I returned to the yurt around ten with a manzanita leaf and a smooth black stone in my pocket and a straightforward intention: to learn whatever the journey had to teach me about myself. Fritz had lit a fire in the woodstove, and the room was beginning to give up its chill. He had moved the mattress across the room so my head would be close to the speakers. In somber tones, he talked about what to expect and how to handle various difficulties that might arise: “paranoia, spooky places, the feeling you’re losing your mind or that you are dying.

“It’s like when you see a mountain lion,” he suggested. “If you run, it will chase you. So you must stand your ground.” I was reminded of the “flight instructions” that the guides employed at Johns Hopkins: instead of turning away from any monster that appears, move toward it, stand your ground, and demand to know, “What are you doing in my mind? What do you have to teach me?”

I added my stone and leaf to the altar, which held a bronze Buddha surrounded by the items of many previous travelers. “Something hard and something soft,” Fritz observed. I asked for the assurances I needed to proceed and received them. Now he handed me a Japanese teacup at the bottom of which lay a tiny square of blotter paper and the torn scraps of a second square—the booster. One side of the blotter paper had a Buddha printed on it, the other a cartoon character I didn’t recognize. I put the square on my tongue and, taking a sip of water, swallowed. Fritz didn’t perform much of a ceremony, but he did talk about the “sacred tradition” I was now joining, the lineage of all the tribes and peoples down through time and around the world who used such medicines in their rites of initiation. Here I was, in range of my sixtieth birthday, taking LSD for the first time. It did feel something like a rite of passage, but a passage to where, exactly?

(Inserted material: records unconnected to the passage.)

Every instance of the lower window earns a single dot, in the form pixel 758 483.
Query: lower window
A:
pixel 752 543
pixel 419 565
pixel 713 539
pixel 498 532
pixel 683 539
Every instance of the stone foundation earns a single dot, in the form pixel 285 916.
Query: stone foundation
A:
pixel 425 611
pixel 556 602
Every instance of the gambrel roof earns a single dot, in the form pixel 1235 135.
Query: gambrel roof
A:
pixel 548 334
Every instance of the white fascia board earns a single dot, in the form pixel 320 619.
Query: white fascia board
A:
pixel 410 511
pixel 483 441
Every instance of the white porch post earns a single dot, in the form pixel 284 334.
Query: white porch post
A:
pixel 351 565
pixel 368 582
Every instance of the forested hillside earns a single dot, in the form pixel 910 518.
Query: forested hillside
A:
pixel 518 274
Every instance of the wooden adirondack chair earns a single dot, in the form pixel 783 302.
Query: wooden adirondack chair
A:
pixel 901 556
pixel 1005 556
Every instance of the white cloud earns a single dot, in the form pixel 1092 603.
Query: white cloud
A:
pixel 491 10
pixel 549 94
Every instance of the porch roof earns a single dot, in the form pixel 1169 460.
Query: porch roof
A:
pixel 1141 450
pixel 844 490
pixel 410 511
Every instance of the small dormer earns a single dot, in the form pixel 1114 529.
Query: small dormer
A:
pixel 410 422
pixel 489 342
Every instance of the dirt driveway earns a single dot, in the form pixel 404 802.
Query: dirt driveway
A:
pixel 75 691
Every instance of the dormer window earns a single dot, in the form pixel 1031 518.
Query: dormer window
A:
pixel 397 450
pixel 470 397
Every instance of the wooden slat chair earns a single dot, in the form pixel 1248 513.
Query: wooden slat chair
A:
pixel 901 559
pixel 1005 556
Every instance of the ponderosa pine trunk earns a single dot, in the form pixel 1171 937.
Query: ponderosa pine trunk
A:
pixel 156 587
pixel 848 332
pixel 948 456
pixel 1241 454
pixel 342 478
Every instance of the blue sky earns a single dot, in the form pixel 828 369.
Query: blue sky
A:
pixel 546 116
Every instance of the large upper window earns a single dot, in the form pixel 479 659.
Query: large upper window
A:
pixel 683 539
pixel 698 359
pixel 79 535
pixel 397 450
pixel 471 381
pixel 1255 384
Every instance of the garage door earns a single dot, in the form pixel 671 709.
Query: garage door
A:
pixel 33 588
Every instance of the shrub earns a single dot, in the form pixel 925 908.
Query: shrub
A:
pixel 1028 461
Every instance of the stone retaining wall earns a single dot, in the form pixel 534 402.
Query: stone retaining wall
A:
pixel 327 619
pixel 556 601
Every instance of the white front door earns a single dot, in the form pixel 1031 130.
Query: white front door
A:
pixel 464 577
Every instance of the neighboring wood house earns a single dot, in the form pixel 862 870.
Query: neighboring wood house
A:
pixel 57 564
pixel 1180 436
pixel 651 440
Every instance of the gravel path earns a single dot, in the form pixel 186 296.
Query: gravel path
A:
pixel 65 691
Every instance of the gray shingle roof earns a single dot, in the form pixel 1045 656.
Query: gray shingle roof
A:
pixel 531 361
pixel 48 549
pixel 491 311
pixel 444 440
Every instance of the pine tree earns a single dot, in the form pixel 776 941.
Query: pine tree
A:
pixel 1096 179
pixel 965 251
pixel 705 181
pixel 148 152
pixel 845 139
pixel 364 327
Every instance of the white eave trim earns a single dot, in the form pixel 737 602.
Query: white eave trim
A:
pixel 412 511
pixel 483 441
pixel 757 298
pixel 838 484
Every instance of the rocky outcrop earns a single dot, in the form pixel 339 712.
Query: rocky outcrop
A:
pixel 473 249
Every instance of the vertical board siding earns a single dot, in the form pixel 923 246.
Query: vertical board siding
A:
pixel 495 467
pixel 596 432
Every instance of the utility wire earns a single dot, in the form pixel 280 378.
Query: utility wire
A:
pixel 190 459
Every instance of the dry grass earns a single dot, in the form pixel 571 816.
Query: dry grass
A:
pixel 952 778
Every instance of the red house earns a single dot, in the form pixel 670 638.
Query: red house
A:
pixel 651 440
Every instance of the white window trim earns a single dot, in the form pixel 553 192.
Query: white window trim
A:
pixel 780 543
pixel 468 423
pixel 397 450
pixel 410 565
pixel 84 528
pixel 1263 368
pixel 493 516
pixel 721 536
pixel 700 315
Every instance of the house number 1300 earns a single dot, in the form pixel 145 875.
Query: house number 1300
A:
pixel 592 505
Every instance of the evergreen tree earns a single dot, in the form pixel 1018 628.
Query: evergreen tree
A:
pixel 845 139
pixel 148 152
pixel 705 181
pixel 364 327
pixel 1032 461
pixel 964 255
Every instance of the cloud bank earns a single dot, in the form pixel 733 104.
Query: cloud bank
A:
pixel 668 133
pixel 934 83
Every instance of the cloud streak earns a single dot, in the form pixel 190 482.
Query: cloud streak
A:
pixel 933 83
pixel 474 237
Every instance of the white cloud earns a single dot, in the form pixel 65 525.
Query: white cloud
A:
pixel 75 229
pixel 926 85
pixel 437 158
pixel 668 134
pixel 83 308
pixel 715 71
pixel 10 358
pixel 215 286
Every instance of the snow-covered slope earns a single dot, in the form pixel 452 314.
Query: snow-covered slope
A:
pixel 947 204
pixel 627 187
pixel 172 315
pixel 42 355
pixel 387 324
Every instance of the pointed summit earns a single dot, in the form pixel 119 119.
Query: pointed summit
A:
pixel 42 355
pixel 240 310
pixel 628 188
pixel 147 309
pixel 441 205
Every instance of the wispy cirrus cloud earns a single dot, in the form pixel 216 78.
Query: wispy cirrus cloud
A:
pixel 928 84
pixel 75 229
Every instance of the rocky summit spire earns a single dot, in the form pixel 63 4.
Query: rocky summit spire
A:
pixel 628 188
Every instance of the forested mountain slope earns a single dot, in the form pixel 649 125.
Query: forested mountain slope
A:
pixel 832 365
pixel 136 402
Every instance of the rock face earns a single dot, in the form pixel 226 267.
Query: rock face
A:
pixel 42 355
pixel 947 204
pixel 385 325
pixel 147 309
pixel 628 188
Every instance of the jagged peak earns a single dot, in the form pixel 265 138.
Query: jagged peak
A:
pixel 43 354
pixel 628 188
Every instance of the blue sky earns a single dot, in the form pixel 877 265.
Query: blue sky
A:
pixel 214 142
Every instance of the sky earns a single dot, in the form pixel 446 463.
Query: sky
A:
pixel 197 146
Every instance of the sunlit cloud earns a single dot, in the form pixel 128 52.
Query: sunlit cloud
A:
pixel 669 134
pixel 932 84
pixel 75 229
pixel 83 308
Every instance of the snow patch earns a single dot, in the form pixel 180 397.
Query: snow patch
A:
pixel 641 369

While waiting for the LSD to come on, we sat on the wooden skirt of decking that circled the yurt, chatting quietly about this and that. Life up here on the mountain; the wildlife that shared the property with him because he didn’t keep a dog: there were mountain lions, bears, coyotes, foxes, and rattlesnakes. Jittery, I tried to change the subject; as it was, I’d been afraid during the night to visit the outhouse, choosing instead to pee off the porch. Lions and bears and snakes were the last thing I wanted to think about just now.

Around eleven, I told Fritz I was starting to feel wobbly. He suggested I lie down on the mattress and put on my eyeshades. As soon as he started the music—something Amazonian in flavor, gently rhythmic with traditional instruments but also nature sounds (rain showers and crickets) that created a vivid dimensional sense of outdoor space—I was off, traveling somewhere in my mind, in a fully realized forest landscape that the music had somehow summoned into being. It made me realize what a powerful little technology a pair of eyeshades could be, at least in this context: it was like donning a pair of virtual reality goggles, allowing me immediately to take leave of this place and time.

I guessed I was hallucinating, yet this was not at all what I expected an LSD hallucination to be, which was overpowering. But Fritz had told me that the literal meaning of the word is to wander in one’s mind, and that was exactly what I was doing, with the same desultory indifference to agency the wanderer feels. Yet I still had agency: I could change at will the contents of my thoughts, but in this dreamy state, so wide open to suggestion, I was happy to let the terrain, and the music, dictate my path.